SAS Institute. The Power to Know

FOCUS AREAS

Exact Logistic Regression

Release 8.1 SAS/STAT software provides new facilities in the LOGISTIC procedure for performing exact logistic regression. Exact logistic regression has become an important analytical technique, especially in the pharmaceutical industry, since the usual asymptotic methods for analyzing small, skewed, or sparse data sets are unreliable. Inference based on enumerating the exact distributions of sufficient statistics for parameters of interest in a logistic regression model, conditional on the remaining parameters, is computationally infeasible for many problems. Hirji, Mehta, and Patel (1987) developed an efficient algorithm for generating the required conditional distributions, thus making these methods computationally available.

Introduction

Many clinical trials deal with the comparison of populations of subjects with categorical responses. Historically, statistical inference for such studies involves large-sample approximations, and fitting logistic regression models to such data is performed through the unconditional likelihood function. However, asymptotic methods may be inadequate when sample sizes are small or the data are sparse or skewed. Exact conditional inference remains valid in such situations.

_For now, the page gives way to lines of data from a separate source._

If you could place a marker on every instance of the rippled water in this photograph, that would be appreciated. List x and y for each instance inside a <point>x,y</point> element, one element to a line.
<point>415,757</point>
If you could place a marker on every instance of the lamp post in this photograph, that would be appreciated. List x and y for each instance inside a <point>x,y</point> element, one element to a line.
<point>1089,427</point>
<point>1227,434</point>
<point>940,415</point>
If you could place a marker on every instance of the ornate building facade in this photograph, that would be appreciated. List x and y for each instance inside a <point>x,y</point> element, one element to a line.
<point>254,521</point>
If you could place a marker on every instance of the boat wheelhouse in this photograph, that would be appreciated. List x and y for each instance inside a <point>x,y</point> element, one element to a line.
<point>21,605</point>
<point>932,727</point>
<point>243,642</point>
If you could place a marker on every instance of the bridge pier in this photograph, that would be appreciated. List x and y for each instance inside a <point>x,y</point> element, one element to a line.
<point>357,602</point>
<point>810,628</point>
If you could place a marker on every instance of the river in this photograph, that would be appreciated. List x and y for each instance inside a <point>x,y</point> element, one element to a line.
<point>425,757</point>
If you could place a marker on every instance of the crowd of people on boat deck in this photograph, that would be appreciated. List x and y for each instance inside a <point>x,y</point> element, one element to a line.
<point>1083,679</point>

The LOGISTIC, GENMOD, PROBIT, and CATMOD procedures perform unconditional likelihood inference for logit models, and the PHREG procedure can perform asymptotic conditional likelihood inference for logit models. However, SAS users have requested the ability to perform exact tests for logistic regression modeling. Release 8.1 SAS/STAT software introduces exact logistic regression for the binary response with the new EXACT statement in the LOGISTIC procedure.

Capabilities

The exact conditional logistic regression facilities in the LOGISTIC procedure provide numerous features, including:

Note that hypothesis tests can be generated for each individual effect in an EXACT statement or for all effects simultaneously. However, parameter estimates are computed for each effect individually.

Example: Dose-Response Study

Consider a small dose-response study where researchers are interested in analyzing how mortality rates change with respect to dosage of a drug. The dose set contains life/death outcomes for six levels of drug dosage (0 to 5). Three subjects are given each specific dose of the drug, and the number of deaths are recorded.

   data dose;
     input Dose Deaths Total @@;
     datalines;
   0 0 3  1 0 3  2 0 3  3 0 3
   4 1 3  5 2 3
   ;
   run;

All of the cells have counts that are less than 5, which makes the applicability of large sample theory questionable. For each subject i receiving dosage xi, i = 1, ..., 18, let Yi = 1 if the subject died, Yi = 0 otherwise, and pi = Pr(Yi = 1 | xi). Then the linear logistic model for this problem is logit(pi) = log(pi / (1-pi))= a + xib, which fits a common intercept and slope for the i subjects. In the PROC LOGISTIC invocation below, the EXACT statement requests an exact analysis and the ESTIMATE option produces exact parameter estimates.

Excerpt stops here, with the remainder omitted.